Congress has now made it quite clear it doesn't trust President Donald Trump--and that includes Republicans as well as Democrats. The House voted 419-3 to toughen economic sanctions against Russia, North Korea and Iran. The Senate followed suit with a 98-2 vote, introduced by Foreign Relations Committee Chairman Bob Corker (R-Tenn). What's especially noteworthy about these bills is an unprecedented clause that the president cannot unilaterally relax sanctions on his own. Instead, if he wants to do so, the bills give congress the authority to hold a vote within 30 days to reverse the president's decision. Read the details here.
This is highly unusual.
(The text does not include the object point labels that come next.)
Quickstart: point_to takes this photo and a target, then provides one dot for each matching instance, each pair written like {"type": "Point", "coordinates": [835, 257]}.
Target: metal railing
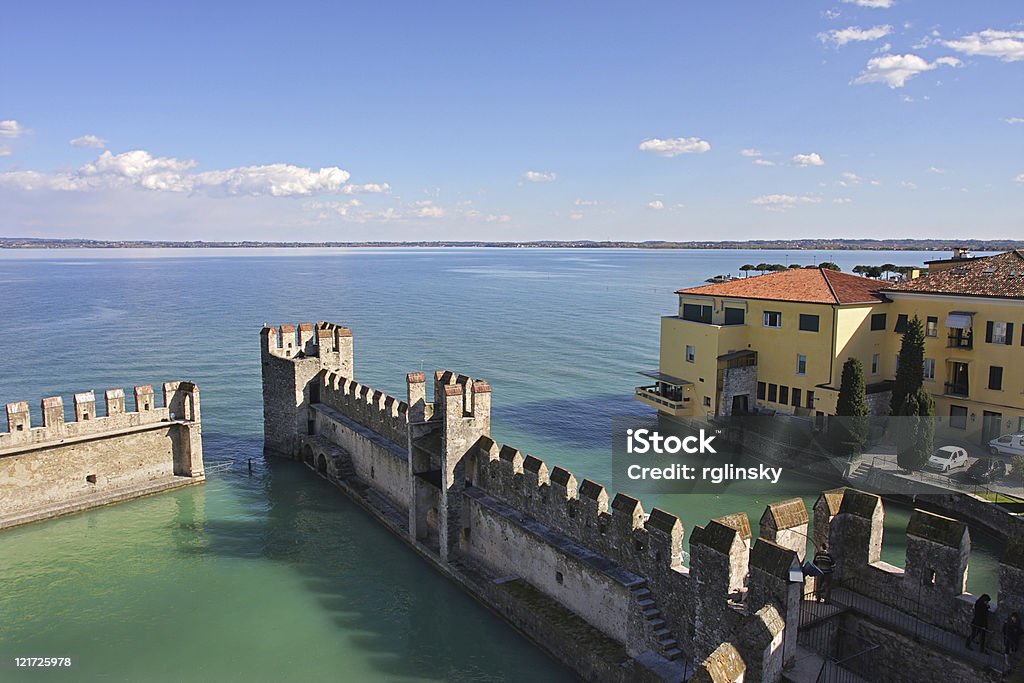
{"type": "Point", "coordinates": [650, 393]}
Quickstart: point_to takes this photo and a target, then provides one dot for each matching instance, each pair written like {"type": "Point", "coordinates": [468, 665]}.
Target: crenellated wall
{"type": "Point", "coordinates": [732, 603]}
{"type": "Point", "coordinates": [69, 465]}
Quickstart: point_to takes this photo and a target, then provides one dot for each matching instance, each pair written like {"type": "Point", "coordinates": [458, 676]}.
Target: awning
{"type": "Point", "coordinates": [668, 379]}
{"type": "Point", "coordinates": [960, 321]}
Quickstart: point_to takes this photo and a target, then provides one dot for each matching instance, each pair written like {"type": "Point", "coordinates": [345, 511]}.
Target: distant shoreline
{"type": "Point", "coordinates": [796, 245]}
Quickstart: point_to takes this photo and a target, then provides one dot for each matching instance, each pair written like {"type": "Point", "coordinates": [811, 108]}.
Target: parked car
{"type": "Point", "coordinates": [985, 470]}
{"type": "Point", "coordinates": [1008, 444]}
{"type": "Point", "coordinates": [946, 458]}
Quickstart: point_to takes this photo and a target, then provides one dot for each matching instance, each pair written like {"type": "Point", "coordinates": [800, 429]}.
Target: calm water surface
{"type": "Point", "coordinates": [278, 575]}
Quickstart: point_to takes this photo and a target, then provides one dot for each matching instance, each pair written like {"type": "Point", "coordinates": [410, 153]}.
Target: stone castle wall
{"type": "Point", "coordinates": [472, 502]}
{"type": "Point", "coordinates": [68, 465]}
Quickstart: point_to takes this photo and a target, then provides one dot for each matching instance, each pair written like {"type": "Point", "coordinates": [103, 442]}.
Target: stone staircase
{"type": "Point", "coordinates": [668, 644]}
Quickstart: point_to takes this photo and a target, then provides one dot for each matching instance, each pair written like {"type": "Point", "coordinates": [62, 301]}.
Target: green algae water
{"type": "Point", "coordinates": [275, 575]}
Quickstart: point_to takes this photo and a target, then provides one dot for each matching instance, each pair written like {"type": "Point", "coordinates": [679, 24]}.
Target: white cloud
{"type": "Point", "coordinates": [1006, 45]}
{"type": "Point", "coordinates": [878, 4]}
{"type": "Point", "coordinates": [840, 37]}
{"type": "Point", "coordinates": [11, 129]}
{"type": "Point", "coordinates": [783, 202]}
{"type": "Point", "coordinates": [88, 141]}
{"type": "Point", "coordinates": [813, 159]}
{"type": "Point", "coordinates": [896, 70]}
{"type": "Point", "coordinates": [539, 176]}
{"type": "Point", "coordinates": [138, 169]}
{"type": "Point", "coordinates": [370, 188]}
{"type": "Point", "coordinates": [675, 146]}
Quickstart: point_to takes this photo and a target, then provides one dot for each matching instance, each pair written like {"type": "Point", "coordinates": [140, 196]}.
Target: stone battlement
{"type": "Point", "coordinates": [371, 408]}
{"type": "Point", "coordinates": [66, 465]}
{"type": "Point", "coordinates": [471, 500]}
{"type": "Point", "coordinates": [180, 401]}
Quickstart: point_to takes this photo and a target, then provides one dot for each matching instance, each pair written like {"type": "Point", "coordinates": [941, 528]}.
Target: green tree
{"type": "Point", "coordinates": [850, 427]}
{"type": "Point", "coordinates": [915, 430]}
{"type": "Point", "coordinates": [910, 371]}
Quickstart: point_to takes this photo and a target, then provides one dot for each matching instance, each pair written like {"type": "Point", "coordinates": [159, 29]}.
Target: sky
{"type": "Point", "coordinates": [352, 121]}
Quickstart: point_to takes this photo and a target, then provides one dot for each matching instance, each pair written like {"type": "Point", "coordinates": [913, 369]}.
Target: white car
{"type": "Point", "coordinates": [946, 458]}
{"type": "Point", "coordinates": [1009, 444]}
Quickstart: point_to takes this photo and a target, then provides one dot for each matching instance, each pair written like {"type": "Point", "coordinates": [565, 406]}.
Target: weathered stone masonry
{"type": "Point", "coordinates": [565, 562]}
{"type": "Point", "coordinates": [66, 466]}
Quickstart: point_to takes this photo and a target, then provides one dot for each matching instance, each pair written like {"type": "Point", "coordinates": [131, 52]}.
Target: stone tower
{"type": "Point", "coordinates": [291, 357]}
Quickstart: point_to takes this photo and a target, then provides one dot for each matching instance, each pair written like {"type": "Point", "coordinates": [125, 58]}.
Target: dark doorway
{"type": "Point", "coordinates": [991, 424]}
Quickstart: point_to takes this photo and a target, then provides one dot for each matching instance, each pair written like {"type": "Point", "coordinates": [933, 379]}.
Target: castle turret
{"type": "Point", "coordinates": [292, 356]}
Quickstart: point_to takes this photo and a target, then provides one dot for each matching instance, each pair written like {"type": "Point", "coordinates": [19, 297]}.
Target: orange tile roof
{"type": "Point", "coordinates": [998, 275]}
{"type": "Point", "coordinates": [802, 285]}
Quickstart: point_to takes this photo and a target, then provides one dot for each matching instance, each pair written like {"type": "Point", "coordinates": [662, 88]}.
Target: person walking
{"type": "Point", "coordinates": [824, 562]}
{"type": "Point", "coordinates": [979, 624]}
Most of the time sanctions are imposed when a foreign nation is found to be doing such things as violating international law or human rights, committing aggression or supporting terrorism. Presidents are routinely given the authority to roll back the sanctions following an executive branch finding that the offending nation has ceased its objectionable behavior. In this case Iran's violation is in supporting terrorism, North Korea's are its nuclear and missile development programs in defiance of U.N. resolutions and its treaty obligations, and Russia's include aggression against Ukraine and its meddling in the U.S. 2016 presidential election.
Corker and overwhelming supermajorities in both houses are extremely concerned Trump might relax sanctions, particularly against Russia, on his own. He continues to deny or minimize Russian election interference and praise Russian strongman and civil rights abuser Vladimir Putin. The margins of these votes are a clear signal to Trump that if he vetoes the bill congress has the votes to easily override him and pass the legislation with better than the two-thirds majority required by the constitution. That a Republican-majority congress would pass a bill so limiting a Republican president's ability to exercise a customary function speaks volumes about how little even the members of his own party trust this president to act in the national interest when it comes to foreign policy.